The feasibility of CABG in the setting of CS has been previously reported.[23] In the SHOCK trial, CABG was recommended for severe triple-vessel coronary artery disease, left main artery disease, and failed percutaneous intervention.[9] Thirty-eight percent (n=57/152) of patients in the ERV group underwent this procedure. Despite more extensive coronary disease, mortality with CABG was similar to that with percutaneous intervention in both the SHOCK trial (41% vs. 40% for patients assigned to ERV or IMS)[7] and registry (28% vs. 46%).[10] The ability to perform complete revascularization and the myocardial protection offered by cardiopulmonary bypass may have contributed to this favorable outcome. CABG appears to be an excellent revascularization option in this scenario.
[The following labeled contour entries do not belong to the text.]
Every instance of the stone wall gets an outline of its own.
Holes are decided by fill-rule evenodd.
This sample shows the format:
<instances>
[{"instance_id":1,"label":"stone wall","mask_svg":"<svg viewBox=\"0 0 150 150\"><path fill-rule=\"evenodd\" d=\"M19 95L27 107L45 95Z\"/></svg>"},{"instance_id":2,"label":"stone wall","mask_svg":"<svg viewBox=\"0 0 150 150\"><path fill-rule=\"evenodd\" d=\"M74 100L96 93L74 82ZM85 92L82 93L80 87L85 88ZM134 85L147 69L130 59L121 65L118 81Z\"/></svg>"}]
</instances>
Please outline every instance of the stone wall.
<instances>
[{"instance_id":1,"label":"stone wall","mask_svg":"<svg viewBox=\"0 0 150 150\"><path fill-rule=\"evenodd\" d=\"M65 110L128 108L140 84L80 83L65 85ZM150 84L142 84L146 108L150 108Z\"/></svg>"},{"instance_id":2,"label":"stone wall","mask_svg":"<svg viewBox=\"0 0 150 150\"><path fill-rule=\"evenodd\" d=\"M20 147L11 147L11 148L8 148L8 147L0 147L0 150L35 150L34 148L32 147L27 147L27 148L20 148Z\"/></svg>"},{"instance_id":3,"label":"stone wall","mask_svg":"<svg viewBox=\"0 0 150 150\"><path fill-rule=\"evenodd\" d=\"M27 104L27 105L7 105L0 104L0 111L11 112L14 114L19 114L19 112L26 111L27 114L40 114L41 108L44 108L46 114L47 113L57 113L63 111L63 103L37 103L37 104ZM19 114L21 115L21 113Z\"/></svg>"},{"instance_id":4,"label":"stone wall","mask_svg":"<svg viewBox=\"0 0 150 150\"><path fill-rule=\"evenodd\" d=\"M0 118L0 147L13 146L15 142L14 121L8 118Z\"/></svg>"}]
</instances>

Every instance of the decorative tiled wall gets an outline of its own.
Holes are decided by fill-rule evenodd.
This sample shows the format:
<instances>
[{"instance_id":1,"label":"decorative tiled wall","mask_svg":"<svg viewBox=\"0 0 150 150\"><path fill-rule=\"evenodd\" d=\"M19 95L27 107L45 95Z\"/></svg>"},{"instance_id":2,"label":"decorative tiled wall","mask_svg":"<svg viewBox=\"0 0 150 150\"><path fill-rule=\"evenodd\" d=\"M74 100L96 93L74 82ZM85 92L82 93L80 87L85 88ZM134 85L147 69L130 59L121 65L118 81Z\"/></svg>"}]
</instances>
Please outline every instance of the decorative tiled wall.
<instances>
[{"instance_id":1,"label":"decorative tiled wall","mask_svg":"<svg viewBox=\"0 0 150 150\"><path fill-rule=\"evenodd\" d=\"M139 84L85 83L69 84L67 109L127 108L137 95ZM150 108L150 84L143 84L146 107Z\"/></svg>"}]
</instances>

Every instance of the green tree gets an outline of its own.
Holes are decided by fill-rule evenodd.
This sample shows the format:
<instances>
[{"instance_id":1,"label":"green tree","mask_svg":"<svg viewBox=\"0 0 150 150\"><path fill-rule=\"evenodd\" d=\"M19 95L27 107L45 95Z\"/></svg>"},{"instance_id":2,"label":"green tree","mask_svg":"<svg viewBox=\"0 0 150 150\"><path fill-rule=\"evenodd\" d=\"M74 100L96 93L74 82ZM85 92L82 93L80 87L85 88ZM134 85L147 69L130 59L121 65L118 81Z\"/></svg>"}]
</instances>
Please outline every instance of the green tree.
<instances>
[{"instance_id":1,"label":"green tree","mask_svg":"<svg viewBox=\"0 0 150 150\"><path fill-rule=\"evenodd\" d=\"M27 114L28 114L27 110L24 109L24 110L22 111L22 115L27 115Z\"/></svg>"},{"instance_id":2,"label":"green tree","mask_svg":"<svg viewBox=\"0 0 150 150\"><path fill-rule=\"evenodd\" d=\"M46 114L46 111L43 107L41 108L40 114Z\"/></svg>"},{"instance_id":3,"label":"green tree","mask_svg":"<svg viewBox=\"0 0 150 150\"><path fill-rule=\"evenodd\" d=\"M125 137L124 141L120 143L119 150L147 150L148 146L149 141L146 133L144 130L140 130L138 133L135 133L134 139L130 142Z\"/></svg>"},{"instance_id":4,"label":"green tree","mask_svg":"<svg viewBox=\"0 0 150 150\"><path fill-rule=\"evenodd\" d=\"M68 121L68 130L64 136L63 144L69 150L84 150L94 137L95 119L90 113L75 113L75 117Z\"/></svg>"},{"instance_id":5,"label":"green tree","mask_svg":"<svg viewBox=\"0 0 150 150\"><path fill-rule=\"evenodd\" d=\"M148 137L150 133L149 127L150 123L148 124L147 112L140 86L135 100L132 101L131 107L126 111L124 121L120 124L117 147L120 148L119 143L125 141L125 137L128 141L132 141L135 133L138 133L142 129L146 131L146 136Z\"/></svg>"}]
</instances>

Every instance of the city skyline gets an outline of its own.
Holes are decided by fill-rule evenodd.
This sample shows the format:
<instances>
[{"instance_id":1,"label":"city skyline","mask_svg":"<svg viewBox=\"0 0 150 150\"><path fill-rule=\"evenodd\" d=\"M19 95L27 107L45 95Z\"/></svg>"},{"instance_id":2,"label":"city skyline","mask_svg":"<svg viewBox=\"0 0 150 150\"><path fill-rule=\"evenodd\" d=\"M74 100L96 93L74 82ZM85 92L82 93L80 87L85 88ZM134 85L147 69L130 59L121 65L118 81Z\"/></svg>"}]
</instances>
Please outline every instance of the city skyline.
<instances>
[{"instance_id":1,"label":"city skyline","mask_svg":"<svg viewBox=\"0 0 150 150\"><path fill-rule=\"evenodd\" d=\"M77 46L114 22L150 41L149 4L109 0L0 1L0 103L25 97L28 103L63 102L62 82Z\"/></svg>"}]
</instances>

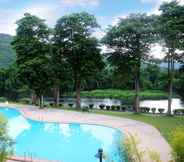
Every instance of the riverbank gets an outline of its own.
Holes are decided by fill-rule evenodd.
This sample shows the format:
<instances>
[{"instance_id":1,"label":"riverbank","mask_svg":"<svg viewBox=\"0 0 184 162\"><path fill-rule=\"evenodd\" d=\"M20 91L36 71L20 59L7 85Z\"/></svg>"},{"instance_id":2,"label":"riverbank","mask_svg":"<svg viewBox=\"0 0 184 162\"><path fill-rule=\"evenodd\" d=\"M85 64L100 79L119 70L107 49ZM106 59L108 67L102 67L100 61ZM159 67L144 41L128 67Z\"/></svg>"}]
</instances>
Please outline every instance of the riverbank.
<instances>
[{"instance_id":1,"label":"riverbank","mask_svg":"<svg viewBox=\"0 0 184 162\"><path fill-rule=\"evenodd\" d=\"M171 132L175 130L176 127L184 126L184 116L169 117L166 115L134 114L132 112L116 112L104 110L93 110L93 113L128 118L150 124L157 128L169 143L171 142Z\"/></svg>"},{"instance_id":2,"label":"riverbank","mask_svg":"<svg viewBox=\"0 0 184 162\"><path fill-rule=\"evenodd\" d=\"M104 90L92 90L82 91L81 97L89 98L114 98L121 100L132 101L134 99L135 92L133 90L118 90L118 89L104 89ZM74 96L74 94L73 94ZM145 99L167 99L167 92L159 90L145 90L140 92L141 100Z\"/></svg>"}]
</instances>

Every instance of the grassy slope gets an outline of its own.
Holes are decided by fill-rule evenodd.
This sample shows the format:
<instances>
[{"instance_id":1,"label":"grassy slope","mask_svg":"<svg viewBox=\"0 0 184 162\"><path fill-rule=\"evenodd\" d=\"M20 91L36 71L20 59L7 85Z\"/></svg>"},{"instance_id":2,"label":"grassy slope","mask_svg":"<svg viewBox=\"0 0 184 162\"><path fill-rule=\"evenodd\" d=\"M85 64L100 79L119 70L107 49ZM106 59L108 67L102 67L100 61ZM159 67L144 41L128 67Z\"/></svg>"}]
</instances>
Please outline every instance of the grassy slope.
<instances>
[{"instance_id":1,"label":"grassy slope","mask_svg":"<svg viewBox=\"0 0 184 162\"><path fill-rule=\"evenodd\" d=\"M83 91L81 96L83 97L96 97L96 98L117 98L117 99L127 99L132 100L134 97L134 91L132 90L93 90L93 91ZM167 98L167 93L163 91L156 90L146 90L141 92L142 99L164 99Z\"/></svg>"},{"instance_id":2,"label":"grassy slope","mask_svg":"<svg viewBox=\"0 0 184 162\"><path fill-rule=\"evenodd\" d=\"M168 142L170 141L169 140L170 132L177 126L184 126L184 117L181 116L168 117L168 116L156 116L144 114L137 115L130 112L115 112L115 111L101 111L101 110L94 110L94 113L124 117L148 123L156 127L161 132L161 134L167 139Z\"/></svg>"}]
</instances>

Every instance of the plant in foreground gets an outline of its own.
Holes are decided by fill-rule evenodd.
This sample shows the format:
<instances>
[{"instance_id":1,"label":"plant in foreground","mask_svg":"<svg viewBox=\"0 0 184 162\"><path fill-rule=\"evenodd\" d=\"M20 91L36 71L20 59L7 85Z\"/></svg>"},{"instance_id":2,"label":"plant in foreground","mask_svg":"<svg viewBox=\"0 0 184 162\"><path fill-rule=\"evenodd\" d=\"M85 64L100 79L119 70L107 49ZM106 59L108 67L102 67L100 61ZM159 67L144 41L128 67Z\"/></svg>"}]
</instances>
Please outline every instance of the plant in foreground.
<instances>
[{"instance_id":1,"label":"plant in foreground","mask_svg":"<svg viewBox=\"0 0 184 162\"><path fill-rule=\"evenodd\" d=\"M184 161L184 126L176 128L171 133L171 146L176 162Z\"/></svg>"},{"instance_id":2,"label":"plant in foreground","mask_svg":"<svg viewBox=\"0 0 184 162\"><path fill-rule=\"evenodd\" d=\"M0 162L5 162L13 154L13 141L7 134L7 122L0 116Z\"/></svg>"}]
</instances>

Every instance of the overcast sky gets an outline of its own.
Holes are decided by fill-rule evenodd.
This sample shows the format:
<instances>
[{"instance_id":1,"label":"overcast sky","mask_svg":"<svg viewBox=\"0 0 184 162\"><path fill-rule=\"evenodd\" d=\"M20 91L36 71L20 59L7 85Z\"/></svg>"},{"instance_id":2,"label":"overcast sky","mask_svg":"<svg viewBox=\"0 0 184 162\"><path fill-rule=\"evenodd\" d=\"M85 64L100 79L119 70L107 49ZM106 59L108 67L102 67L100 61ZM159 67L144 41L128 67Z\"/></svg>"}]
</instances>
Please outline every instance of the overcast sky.
<instances>
[{"instance_id":1,"label":"overcast sky","mask_svg":"<svg viewBox=\"0 0 184 162\"><path fill-rule=\"evenodd\" d=\"M171 0L0 0L0 33L15 35L15 22L25 12L45 19L53 27L65 14L87 11L94 14L101 25L101 30L94 33L100 38L107 26L116 24L120 17L137 12L159 14L159 5L164 1ZM181 3L184 4L184 0ZM155 53L161 57L160 52Z\"/></svg>"}]
</instances>

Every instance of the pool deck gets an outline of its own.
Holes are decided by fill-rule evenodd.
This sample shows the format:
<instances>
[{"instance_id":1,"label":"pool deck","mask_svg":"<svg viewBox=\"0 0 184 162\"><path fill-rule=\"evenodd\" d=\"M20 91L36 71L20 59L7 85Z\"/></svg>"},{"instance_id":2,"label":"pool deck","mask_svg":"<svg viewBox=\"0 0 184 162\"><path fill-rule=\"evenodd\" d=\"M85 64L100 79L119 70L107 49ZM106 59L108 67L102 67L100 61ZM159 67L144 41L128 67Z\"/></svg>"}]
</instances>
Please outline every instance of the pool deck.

IABP support was strongly advocated in both arms of the SHOCK trial and played an integral role in the medical stabilization arm. The overall utilization of IABP in this group was 86%,[7] considerably higher than the 24% and 25% balloon pump utilization rates seen with shock in GUSTO-1[1] and GUSTO-III,[31] respectively. Although conclusions are speculative, IABP may have been largely responsible for the favorable historical outcome seen in this group.[3] This is because there is experimental evidence suggesting enhanced thrombolytic efficacy in this setting.[32] This positive experience is also supported by the large National Registry of Myocardial Infarction (NRMI) database[33] and the randomized, multicenter Thrombolysis and Counterpulsation to Improve Cardiogenic Shock Survival (TACTICS) trial.[34] TACTICS was terminated prematurely because of insufficient patient recruitment, but the results suggest a 9% absolute reduction of mortality at 6 months (p=0.23) with the combination of thrombolysis and IABP. According to these findings, IABP should be used in the management of CS. Unfortunately, IABP use is uncommon in community hospitals. Reasons for this may include lack of physician expertise and cost. Physician education and regional expertise are potential solutions. Results of the SHOCK and TACTICS trials may help to rectify this problem.